What “beauty products” does that entail? Many may think makeup is the only culprit. The truth is that everything we put on our bodies has the potential to harbor these dangerous substances. They are found in soaps, shampoos, conditioners, lotions, body wash, perfumes/colognes, scrubs and exfoliates, face masks, sunscreens, skin lighteners, hair dyes and all makeup products for both men and women.

You may feel that because you are just putting these products on the outside of your body that it’s not a big deal. The truth is that the skin is the body’s largest organ. Whatever you put on your skin makes it into the body through dermal absorption, which is why it’s important to know what you’re putting on it.

     Arielle Sorenson, 25, has learned that she has to be careful with the products she buys. She has found that her skin is sensitive, including her hair and scalp. She recently bought facial cleansers and lotions that are gentle for sensitive skin and that have fewer chemicals. After using them she found that her skin doesn’t dry out as much or break out. She has also found that she must be careful with her shampoo. “When I get shampoo and conditioner that doesn’t have sulfates and parabens, my scalp doesn’t dry out and get super flaky. It’s not dandruff, though, and dandruff shampoos only make it worse.” Arielle gets a monthly beauty bag that comes with a variety of beauty products in travel sizes. She doesn’t regularly buy any beauty products, but when she does she tries to get healthier options that are still within her budget.

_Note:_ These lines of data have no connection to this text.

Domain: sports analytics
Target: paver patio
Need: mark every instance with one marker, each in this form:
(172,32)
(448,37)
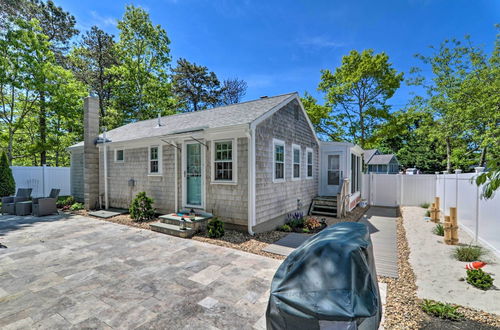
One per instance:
(78,272)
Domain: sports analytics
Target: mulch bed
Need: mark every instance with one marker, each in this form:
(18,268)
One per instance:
(402,310)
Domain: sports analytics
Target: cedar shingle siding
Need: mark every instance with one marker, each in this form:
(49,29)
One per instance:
(276,199)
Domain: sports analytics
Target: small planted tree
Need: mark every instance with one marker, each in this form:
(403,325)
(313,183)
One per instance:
(7,183)
(141,208)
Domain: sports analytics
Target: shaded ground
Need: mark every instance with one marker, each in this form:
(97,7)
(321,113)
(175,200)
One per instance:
(79,272)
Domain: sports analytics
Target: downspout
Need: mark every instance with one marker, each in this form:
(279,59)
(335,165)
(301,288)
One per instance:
(176,191)
(251,179)
(105,170)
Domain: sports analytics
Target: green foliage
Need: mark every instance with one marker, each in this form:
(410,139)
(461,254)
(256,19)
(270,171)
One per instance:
(479,279)
(195,86)
(358,91)
(76,207)
(438,230)
(441,310)
(141,208)
(7,183)
(285,228)
(215,228)
(468,253)
(312,223)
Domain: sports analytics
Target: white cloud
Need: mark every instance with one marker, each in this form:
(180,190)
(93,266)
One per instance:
(320,42)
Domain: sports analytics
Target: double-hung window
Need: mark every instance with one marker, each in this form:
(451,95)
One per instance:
(278,160)
(223,161)
(296,161)
(154,160)
(309,160)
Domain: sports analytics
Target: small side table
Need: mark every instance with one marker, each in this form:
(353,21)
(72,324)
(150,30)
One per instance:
(23,208)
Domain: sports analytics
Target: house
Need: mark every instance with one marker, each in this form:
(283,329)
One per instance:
(250,163)
(380,163)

     So if what we put on our skin is so important, why aren’t these supposed toxins kept out of our products? The truth is that the FDA does not have the authority to approve most products or ingredients before they hit store shelves. Cosmetics companies can use any ingredients in their products without the government reviewing them.

     In comparison, the European Union has banned more than 1,000 ingredients from its cosmetics. The FDA has declared only 11 ingredients to be unsafe. The FDA cannot even force a company to recall a problem product. It counts on the cosmetics companies to voluntarily report injuries. The FDA can only ask a company to recall a product and help to make that recall effective. Cosmetics companies can use any ingredient they choose except the few that are not allowed due to regulations. Not all beauty products are dangerous, but it is the consumers’ responsibility to educate themselves.

     Endocrine disruptors, such as phthalates and parabens, are chemicals that alter hormones. The Endocrine Society says that evidence ties endocrine disruptors to our biggest public health risks: diabetes and obesity. Although the FDA claims that it has no information proving that phthalates and parabens are harmful to consumers, Dr. Heather Patisaul, associated with the Endocrine Society, says that even low doses of endocrine disruptors can cause “significant concern” for long-term exposure.

A study that was a collaboration between UC Berkeley and Clinica de Salud del Valle de Salinas in California found that even a short break from chemical-laden products can make a difference. After only a three-day trial of using lower chemical products, the participants had lower levels of the endocrine disrupters. This is important as the FDA feels that there is little definitive data about the effects of phthalates, parabens, and other chemicals on the human body. The study proves that these chemicals are being stored in our body and come from the products that we use.

It is important to be aware of what you are putting in or on your body. The good news is that the paraben levels seem to drop rather quickly after you stop using products that contain them. So when you decide to change products, you will not have to wait long to flush your system of these chemicals.